Num comício em Leiria, que serviu para apresentar os candidatos do BE do distrito às próximas eleições autárquicas, Catarina Martins lembrou que “em todo o país a habitação é um problema” que “empobrece as famílias e impede os mais jovens de terem autonomia e se emanciparem”.

O preço da habitação em Portugal subiu 30% acima do salário. Conseguimos ser o país dos salários baixos e das rendas caras, das casas caras”, lamentou, atribuindo o problema à falta de parques de habitação pública.

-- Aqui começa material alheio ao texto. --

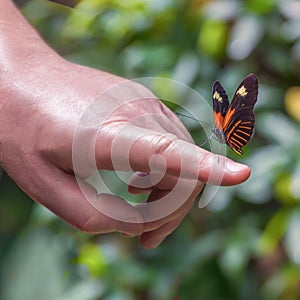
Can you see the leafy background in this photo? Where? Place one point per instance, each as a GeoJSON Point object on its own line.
{"type": "Point", "coordinates": [245, 244]}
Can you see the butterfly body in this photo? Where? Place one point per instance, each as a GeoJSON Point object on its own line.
{"type": "Point", "coordinates": [234, 122]}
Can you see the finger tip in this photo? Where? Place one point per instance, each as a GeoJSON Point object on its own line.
{"type": "Point", "coordinates": [236, 173]}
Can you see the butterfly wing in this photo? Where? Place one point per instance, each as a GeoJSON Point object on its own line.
{"type": "Point", "coordinates": [220, 104]}
{"type": "Point", "coordinates": [238, 123]}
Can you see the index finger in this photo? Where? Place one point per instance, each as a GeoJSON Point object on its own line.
{"type": "Point", "coordinates": [133, 148]}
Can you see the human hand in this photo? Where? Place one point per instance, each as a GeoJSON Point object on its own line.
{"type": "Point", "coordinates": [48, 155]}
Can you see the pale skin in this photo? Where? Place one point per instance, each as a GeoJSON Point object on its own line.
{"type": "Point", "coordinates": [42, 98]}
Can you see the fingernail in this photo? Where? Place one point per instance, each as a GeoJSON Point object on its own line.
{"type": "Point", "coordinates": [234, 167]}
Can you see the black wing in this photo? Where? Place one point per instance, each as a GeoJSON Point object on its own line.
{"type": "Point", "coordinates": [239, 130]}
{"type": "Point", "coordinates": [239, 120]}
{"type": "Point", "coordinates": [246, 93]}
{"type": "Point", "coordinates": [220, 99]}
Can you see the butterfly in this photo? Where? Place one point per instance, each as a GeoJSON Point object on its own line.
{"type": "Point", "coordinates": [234, 122]}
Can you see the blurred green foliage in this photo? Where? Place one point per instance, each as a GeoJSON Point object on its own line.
{"type": "Point", "coordinates": [245, 244]}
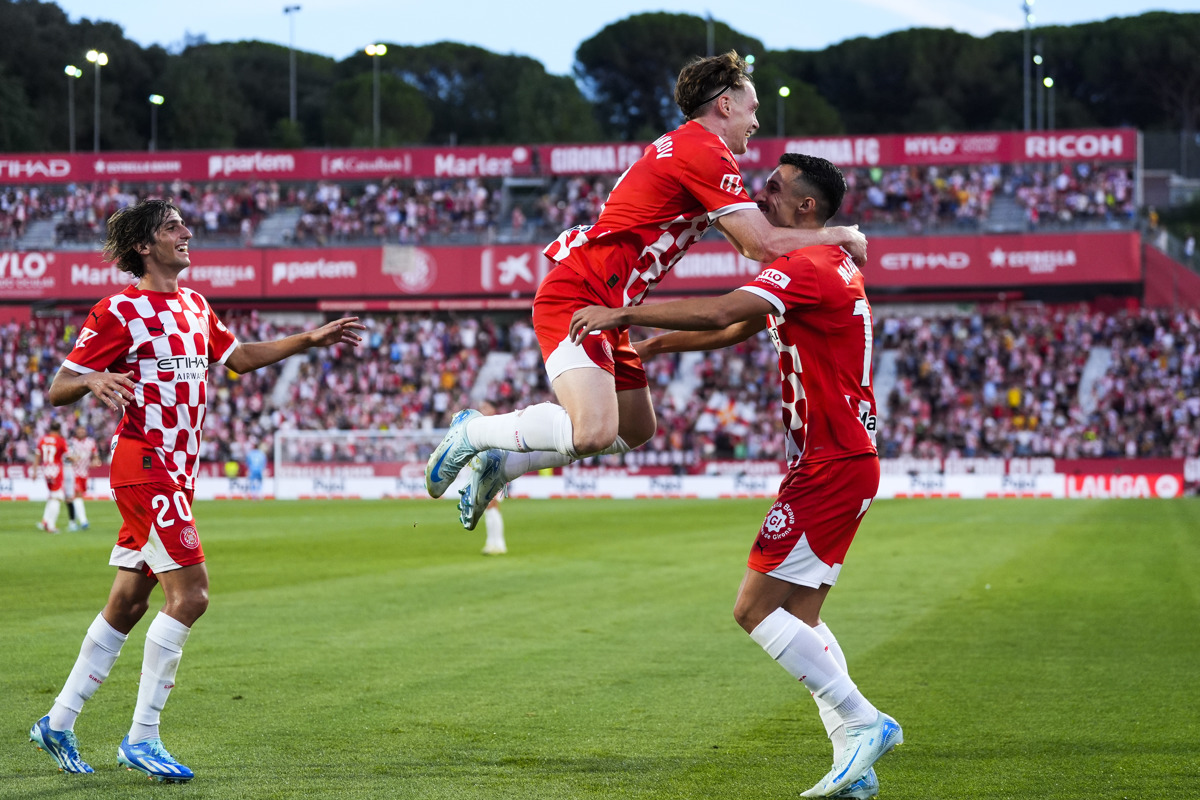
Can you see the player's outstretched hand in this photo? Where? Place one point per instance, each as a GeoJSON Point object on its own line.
{"type": "Point", "coordinates": [853, 242]}
{"type": "Point", "coordinates": [340, 331]}
{"type": "Point", "coordinates": [593, 318]}
{"type": "Point", "coordinates": [114, 389]}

Em Portugal “só há 02% de habitação pública; a média na União Europeia é 15%”, notou, considerando que até para “a resposta de emergência, a pessoas mais vulneráveis”, há escassez de soluções:

Há tanta gente sem teto em Portugal, tanta gente vulnerável e sem resposta. Mas se não damos sequer resposta aos mais vulneráveis, então tem faltado por completo uma resposta que permita regular o mercado, baixar o preço das casas”, para que “quem comece a trabalhar, se comece a emancipar, possa ter a sua casa e sonhar o seu futuro”.

Catarina Martins entende que a crise na habitação se explica “porque entregámos tudo à especulação imobiliária”, propondo o BE nestas autárquicas a construção de “parques públicos habitacionais” com “capacidade para regular o mercado”.

As câmaras têm, como nunca tiveram, capacidade para o fazer, porque há uma nova Lei de Bases da Habitação e porque vêm os prometidos milhões - que precisamos de perceber se servem para alguma coisa ou se desaparecem - do Programa para a Recuperação e Resiliência”, afirmou.

Os bloquistas defendem que edifícios públicos vazios ou sem utilização, “sejam propriedade das autarquias ou do Estado central”, sejam convertidos em habitação e “postos [no mercado] com rendas que as pessoas possam pagar, justas”.

A par disso, pretendem que as casas devolutas, “tantas vezes de proprietários sem rendimento, que não conseguem fazer obras”, sejam recuperadas e colocadas “no mercado de arrendamento a preço justo”.

O Estado pode ficar com a renda até ressarcir-se do preço dessa recuperação e depois o proprietário pode ter novamente a sua casa”, acrescentou Catarina Martins.

Finalmente, “quando é necessário e ser for necessário”, os municípios podem “construir um parque municipal de habitação, com eficiência energética”, evitando “os ‘guetos’ do passado” e aproveitando para que “os lugares e as freguesias sejam mais agradáveis de viver”.

As autarquias não podem limitar-se a ser os gestores dos negócios do costume. É mais do que momento de as autarquias assumirem a responsabilidade que é sua, de resolver os problemas estruturais. Lutaremos contra a Lei das Rendas da direita, contra os vistos ‘gold’, contra todas a leis que tornaram a especulação imobiliária um pasto que arde o direito à habitação deste povo”, concluiu Catarina Martins.